Friday, August 6, 2010

Louis C.K. and Eric Schaeffer: Good and Evil

Tuesdays at 11 on FX is a masterpiece of television. I say this in all sincerity. FX has always been a channel you can depend on for quality television (the only channel that beats it is AMC but that's because it has Mad Men and Breaking Bad). FX, home of It's Always Sunny in Philadelphia and Rescue Me can now add another show to that pedigree. Louie, created by Louis C.K., has become one of my favorite shows.

Prepare to love this man America.

What Louis C.K. has done with his program is something that most fail at today: it shows something real. In a world saturated with reality shows (insert Jersey Shore joke here), life has never been more fabricated. Louis C.K. brings us back to the real world. Louie shows a world of absurdities that is a perfect reflection of just how empty life is. Dancing between poignancy and c*nt jokes, the man creates a tapestry where we are all aggressors in our own private hell. But Louis C.K. still finds the humor in each raw moment which is what makes him brilliant.

Many shows attempt to be deep or have a message and that's usually their first mistake. The mistake lies in the fact that they try. They try too hard for that matter. For this example I will pick on Eric Schaeffer because he is such an easy target. Schaeffer is, in a way, the complete opposite of Louis C.K. A semi-successful screenwriter and director, Eric Schaeffer represents every hack that is so convinced of his own talent that he will go from failed project to failed project like a script-bearing nomad to share his supposed genius.

This man is Satan.

Once upon a time Eric Schaeffer had a show on FX called Starved. It was a comedy centered around a group of people with eating disorders who stumble through life dealing with their problems. Hilarity, no doubt, ensues. Starved premiered next to It's Always Sunny in Philadelphia but unlike It's Always Sunny, Starved was not picked up for renewal for it's second season. Some may make the argument that a show making fun of eating disorders was too controversial to continue, but the reality was Eric Schaeffer sucks. Not content with sucking on cable, Schaeffer moved to pay television to try his luck there. His new show, Gravity, premiered on Starz cable channel in April. Don't bother looking for it though because Gravity was just recently canceled at the end of June. Why was the show canceled? Because Eric Schaeffer sucks. The show involved a support group for suicide survivors and a wacky detective who is stalking one of the members. The detective is played by none other than Eric Schaeffer and he is just as annoying as he was in Starved.

Sensing a pattern here?

The reason why Schaeffer is such a hack is because he doesn't know how to write. He can't write characters who belong to this reality and any moment they are involved in is forced. Nothing flows naturally and even by the show's own internal logic everything is an uneven mess. Schaeffer replaces any true emotions with quirky piano music, like a laugh track for pretension. There is plenty of comedy to be found in tragedy, Eric Schaeffer just doesn't know how to find it and that is why he is a failure.

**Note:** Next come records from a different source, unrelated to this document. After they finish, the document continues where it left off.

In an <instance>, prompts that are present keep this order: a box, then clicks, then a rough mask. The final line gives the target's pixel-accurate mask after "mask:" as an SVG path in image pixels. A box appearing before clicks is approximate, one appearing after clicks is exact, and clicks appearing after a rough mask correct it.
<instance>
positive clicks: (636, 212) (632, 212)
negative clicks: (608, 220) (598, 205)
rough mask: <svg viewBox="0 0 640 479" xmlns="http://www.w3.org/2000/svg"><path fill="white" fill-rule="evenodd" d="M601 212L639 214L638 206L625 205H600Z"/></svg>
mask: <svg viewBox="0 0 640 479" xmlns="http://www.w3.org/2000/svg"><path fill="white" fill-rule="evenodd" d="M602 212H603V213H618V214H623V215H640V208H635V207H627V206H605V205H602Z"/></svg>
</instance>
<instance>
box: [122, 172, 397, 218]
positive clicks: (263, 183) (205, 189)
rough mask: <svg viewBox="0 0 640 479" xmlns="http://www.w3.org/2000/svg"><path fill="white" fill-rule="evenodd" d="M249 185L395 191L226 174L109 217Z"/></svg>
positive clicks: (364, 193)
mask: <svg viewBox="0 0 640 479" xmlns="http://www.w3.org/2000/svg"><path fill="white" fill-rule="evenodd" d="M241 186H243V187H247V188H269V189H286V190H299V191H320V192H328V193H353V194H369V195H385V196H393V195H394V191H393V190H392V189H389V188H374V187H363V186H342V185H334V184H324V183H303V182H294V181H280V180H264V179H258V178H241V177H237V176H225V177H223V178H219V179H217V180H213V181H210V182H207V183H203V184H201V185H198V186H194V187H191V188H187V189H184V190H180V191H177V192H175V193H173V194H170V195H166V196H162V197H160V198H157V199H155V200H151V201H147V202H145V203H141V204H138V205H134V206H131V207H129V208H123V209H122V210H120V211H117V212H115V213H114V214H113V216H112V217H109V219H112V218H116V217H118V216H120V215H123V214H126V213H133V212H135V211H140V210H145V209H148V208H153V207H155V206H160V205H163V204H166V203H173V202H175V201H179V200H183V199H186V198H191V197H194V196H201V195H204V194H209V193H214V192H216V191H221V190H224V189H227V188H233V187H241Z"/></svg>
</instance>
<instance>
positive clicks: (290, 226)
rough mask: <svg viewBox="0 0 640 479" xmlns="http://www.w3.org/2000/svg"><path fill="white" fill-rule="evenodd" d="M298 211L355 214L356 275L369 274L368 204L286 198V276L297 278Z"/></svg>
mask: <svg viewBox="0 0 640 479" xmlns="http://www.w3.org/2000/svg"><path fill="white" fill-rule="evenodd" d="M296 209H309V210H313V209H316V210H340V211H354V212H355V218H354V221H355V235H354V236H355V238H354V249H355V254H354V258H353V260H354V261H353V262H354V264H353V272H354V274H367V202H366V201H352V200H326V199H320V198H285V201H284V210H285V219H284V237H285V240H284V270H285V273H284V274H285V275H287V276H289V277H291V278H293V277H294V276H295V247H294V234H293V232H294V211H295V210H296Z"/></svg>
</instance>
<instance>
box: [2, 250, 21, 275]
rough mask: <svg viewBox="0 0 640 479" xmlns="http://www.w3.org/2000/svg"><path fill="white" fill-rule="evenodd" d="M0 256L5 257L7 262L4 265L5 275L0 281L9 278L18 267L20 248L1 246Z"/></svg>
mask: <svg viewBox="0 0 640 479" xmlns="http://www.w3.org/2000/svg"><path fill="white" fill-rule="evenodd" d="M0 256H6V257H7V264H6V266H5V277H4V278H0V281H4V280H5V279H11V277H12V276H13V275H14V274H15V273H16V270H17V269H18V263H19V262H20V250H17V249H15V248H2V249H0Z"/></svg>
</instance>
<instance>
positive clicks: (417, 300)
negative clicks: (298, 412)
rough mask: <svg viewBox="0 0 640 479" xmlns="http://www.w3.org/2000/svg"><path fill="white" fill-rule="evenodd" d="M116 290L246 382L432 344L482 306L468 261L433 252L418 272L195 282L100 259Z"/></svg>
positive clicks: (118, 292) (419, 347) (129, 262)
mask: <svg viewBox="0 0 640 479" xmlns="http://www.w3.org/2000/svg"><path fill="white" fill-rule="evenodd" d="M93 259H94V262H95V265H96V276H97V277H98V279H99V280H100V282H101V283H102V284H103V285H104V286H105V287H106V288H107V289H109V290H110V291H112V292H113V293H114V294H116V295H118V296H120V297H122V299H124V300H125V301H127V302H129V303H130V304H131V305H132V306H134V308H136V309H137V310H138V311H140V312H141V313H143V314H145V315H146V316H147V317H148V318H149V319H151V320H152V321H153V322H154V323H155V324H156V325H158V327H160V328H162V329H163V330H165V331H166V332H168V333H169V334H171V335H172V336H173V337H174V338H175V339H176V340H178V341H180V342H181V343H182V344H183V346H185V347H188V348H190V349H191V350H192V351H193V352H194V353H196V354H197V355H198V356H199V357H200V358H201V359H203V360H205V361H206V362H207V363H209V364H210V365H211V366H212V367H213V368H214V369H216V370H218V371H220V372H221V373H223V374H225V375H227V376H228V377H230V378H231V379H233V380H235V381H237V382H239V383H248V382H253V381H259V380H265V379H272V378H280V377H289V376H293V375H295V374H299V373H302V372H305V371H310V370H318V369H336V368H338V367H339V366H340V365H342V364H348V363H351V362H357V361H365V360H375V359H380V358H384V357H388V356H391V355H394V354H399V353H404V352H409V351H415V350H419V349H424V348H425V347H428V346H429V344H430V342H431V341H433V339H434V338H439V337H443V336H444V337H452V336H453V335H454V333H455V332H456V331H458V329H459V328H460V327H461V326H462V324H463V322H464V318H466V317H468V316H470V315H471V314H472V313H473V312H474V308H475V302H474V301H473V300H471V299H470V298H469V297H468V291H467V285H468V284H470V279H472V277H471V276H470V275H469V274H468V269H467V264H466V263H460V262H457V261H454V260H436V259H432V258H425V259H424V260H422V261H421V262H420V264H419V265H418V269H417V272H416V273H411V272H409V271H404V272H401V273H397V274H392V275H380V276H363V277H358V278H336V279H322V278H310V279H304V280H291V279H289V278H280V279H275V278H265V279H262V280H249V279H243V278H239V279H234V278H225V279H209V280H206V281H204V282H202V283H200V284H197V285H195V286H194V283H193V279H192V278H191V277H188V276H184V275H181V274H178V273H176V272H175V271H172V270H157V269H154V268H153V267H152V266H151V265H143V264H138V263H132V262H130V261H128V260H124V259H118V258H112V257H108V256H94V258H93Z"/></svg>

Apologizes for the Eric Schaeffer tangent but he is such an easy target that it's hard not to get worked up. Back to the original point, Louis C.K. succeeds at what Schaeffer can only dream of. No matter how absurd the situation Louis C.K. is able to bring it to a kind of reality. This is his view of the world and we are along for the ride. No matter how insane the situation becomes we are right there next to Louis and going along with him. He invites the audience and doesn't slap them in the face with pretension. Like Schaeffer, Louis had a previous failed television show. Lucky Louie premiered on HBO and was actually successful, it was only canceled because HBO didn't feel it fit with their other shows. Like how Schaeffer went from cable to pay channels, Louis went the opposite route and found his home at Starved's previous network: FX.

FX, you're my hero.

One can describe Louie as a show that illustrates the life of a comedian but it doesn't do justice to what Louis C.K. has pulled off. On the stage doing stand-up between vignettes, Louis is in control and confident, it's in the real world that Louis finds himself lost and observing an absurd world that we all live in. It's on the stage that he tries to make sense of it all but outside the environment he can do no more than observe one absurdity after another. It is in these moments that Louis plays the role of straight-man for the audience. Moments aren't always funny but we are left to decide for ourselves what to laugh at or what to let sit with us. Louis shows the most personal and vulnerable parts of his life and the viewer benefits from it all.

And in the end good won out over evil, because Louie was renewed for a second season last week and Eric Schaeffer is still looking for anyone that will read his next script. The world is just after all.